The output of the embbedding layer is the concatenation of all the embedded vectors and the normalized dense features: x<sub>0</sub> = [x<sub>embed,1</sub>; . . . ; x<sub>embed,𝑛</sub>; x<sub>dense</sub>]. Below, we build a stacked structure shown in Figure 2(a). Basically, it starts with an input layer (typically an embedding layer), and then the input x<sub>0</sub> is fed to the cross network, containing multiple cross layers that models explicit feature interactions, and then followed by the deep network. At the last step, we connect the final layer to the `BinaryClassificationTask` head for doing binary classification.

In [13]:
dcn_body = (
    ml.InputBlock(schema,
        embedding_options=ml.EmbeddingOptions(embedding_dim_default=16),
        aggregation="concat",
    )
    .connect(ml.CrossBlock(3))
    .connect(ml.MLPBlock([512, 256]))
)
model = dcn_body.connect(ml.BinaryClassificationTask("rating_binary"))

In [15]:
model.compile(optimizer="adam", run_eagerly=False)
train_loader = get_dataloader(nvt.Dataset(train_paths), shuffle=True) 
losses = losses = model.fit(train_loader, epochs=3)

print('*'*20)
print("Start evaluation")
eval_loader = get_dataloader(nvt.Dataset(eval_paths), shuffle=False) 
eval_metrics = model.evaluate(eval_loader, return_dict=True)

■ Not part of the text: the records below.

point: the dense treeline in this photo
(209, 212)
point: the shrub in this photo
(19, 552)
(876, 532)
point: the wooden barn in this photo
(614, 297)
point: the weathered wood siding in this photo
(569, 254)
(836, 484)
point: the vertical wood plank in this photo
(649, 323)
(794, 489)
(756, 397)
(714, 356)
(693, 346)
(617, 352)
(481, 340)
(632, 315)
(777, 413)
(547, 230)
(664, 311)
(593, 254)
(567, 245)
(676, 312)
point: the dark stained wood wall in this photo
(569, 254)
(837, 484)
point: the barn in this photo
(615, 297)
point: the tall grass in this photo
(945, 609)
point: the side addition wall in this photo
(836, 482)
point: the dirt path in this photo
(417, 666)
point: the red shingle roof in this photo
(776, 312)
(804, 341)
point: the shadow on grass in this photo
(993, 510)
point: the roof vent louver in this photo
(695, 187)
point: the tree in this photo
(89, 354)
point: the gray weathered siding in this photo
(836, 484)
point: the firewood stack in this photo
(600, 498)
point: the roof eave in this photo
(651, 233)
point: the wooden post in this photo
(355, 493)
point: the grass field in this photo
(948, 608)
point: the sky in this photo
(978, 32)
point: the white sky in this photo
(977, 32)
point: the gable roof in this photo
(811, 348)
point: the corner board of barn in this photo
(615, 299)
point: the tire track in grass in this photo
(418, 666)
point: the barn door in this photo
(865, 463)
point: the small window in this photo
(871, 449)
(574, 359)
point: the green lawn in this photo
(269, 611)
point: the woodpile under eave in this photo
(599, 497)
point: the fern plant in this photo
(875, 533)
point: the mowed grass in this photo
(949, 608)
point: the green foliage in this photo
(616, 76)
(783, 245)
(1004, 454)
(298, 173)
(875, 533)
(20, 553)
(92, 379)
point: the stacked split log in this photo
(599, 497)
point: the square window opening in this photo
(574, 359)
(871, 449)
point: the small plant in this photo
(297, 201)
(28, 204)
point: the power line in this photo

2022-02-01 01:24:11.423250: W tensorflow/python/util/util.cc:348] Sets are not currently considered sequences, but this may change in the future, so consider avoiding using them.
2022-02-01 01:24:12.341618: I tensorflow/compiler/mlir/mlir_graph_optimization_pass.cc:185] None of the MLIR Optimization Passes are enabled (registered 2)


Epoch 1/3
Please report this to the TensorFlow team. When filing the bug, set the verbosity to 10 (on Linux, `export AUTOGRAPH_VERBOSITY=10`) and attach the full output.
Cause: annotated name 'output' can't be nonlocal (tmpskqv39bh.py, line 36)
Epoch 2/3
Epoch 3/3
********************
Start evaluation


Just like that, with couple lines of codes we are able to build state-of-the-art Deep Learning-based Recommender Systems models.